SocialNLI: A Dialogue-Centric Social Inference Dataset
This work addresses the need for better social inference capabilities in AI assistants, which is crucial for adept human-AI interaction, but it is incremental as it focuses on dataset creation and evaluation rather than a novel method.
The authors tackled the problem of large language and reasoning models struggling with sophisticated social phenomena like sarcasm and irony in dialogue by introducing SocialNLI, the first social dialogue inference dataset, which includes dialogue transcripts with complex social nuances, inferences, likelihood scores, and explanations, and they evaluated model theory-of-mind ability through multi-step counterfactual reasoning.
Making theory-of-mind inferences from human dialogue is a strong indicator of a model's underlying social abilities, which are fundamental for adept AI assistants.

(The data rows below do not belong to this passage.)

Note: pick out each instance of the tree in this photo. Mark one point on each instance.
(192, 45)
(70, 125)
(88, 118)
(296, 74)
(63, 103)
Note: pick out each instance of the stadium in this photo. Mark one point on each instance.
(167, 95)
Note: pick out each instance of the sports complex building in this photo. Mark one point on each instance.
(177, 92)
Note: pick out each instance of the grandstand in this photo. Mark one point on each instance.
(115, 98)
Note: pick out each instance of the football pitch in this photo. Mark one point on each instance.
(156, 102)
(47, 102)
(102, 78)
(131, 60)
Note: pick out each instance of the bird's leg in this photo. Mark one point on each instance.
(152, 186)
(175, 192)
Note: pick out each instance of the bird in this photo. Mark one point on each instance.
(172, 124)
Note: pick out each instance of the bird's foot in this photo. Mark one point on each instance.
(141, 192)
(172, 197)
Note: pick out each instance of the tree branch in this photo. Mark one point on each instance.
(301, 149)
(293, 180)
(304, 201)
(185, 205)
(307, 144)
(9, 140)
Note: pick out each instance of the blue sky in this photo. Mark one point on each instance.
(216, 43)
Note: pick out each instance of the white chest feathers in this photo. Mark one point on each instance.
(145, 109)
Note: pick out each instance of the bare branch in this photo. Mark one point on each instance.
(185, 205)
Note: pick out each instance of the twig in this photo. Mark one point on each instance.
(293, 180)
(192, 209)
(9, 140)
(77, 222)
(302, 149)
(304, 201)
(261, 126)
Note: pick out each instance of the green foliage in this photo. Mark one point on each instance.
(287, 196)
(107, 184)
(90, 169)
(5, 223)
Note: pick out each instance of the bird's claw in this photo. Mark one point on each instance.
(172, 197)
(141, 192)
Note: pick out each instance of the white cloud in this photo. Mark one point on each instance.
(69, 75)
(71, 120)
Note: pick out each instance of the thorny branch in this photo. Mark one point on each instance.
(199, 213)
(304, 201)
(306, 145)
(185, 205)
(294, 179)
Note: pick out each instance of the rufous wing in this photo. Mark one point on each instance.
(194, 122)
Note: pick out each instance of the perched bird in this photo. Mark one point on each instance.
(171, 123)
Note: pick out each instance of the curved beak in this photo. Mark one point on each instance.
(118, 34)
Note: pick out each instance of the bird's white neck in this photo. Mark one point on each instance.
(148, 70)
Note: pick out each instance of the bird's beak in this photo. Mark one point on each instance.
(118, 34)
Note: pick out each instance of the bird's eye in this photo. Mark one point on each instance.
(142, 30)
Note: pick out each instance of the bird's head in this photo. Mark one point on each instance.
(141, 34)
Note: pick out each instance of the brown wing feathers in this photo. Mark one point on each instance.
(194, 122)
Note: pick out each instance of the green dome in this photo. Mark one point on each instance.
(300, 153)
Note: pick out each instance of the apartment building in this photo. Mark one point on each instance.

However, large language and reasoning models struggle to understand sophisticated social phenomena in transcript data, such as sarcasm and irony. To assess the weaknesses of current models and to identify their solutions, we introduce SocialNLI (SoNLI) -- the first social dialogue inference dataset. SoNLI consists of a collection of dialogue transcripts hand-picked to center complex social nuances like irony and sarcasm, paired with inferences, corresponding likelihood scores, and human-written explanations. We explore social inference analysis as a facet of theory-of-mind, and evaluate LLM and reasoning model theory-of-mind ability through multi-step counterfactual reasoning.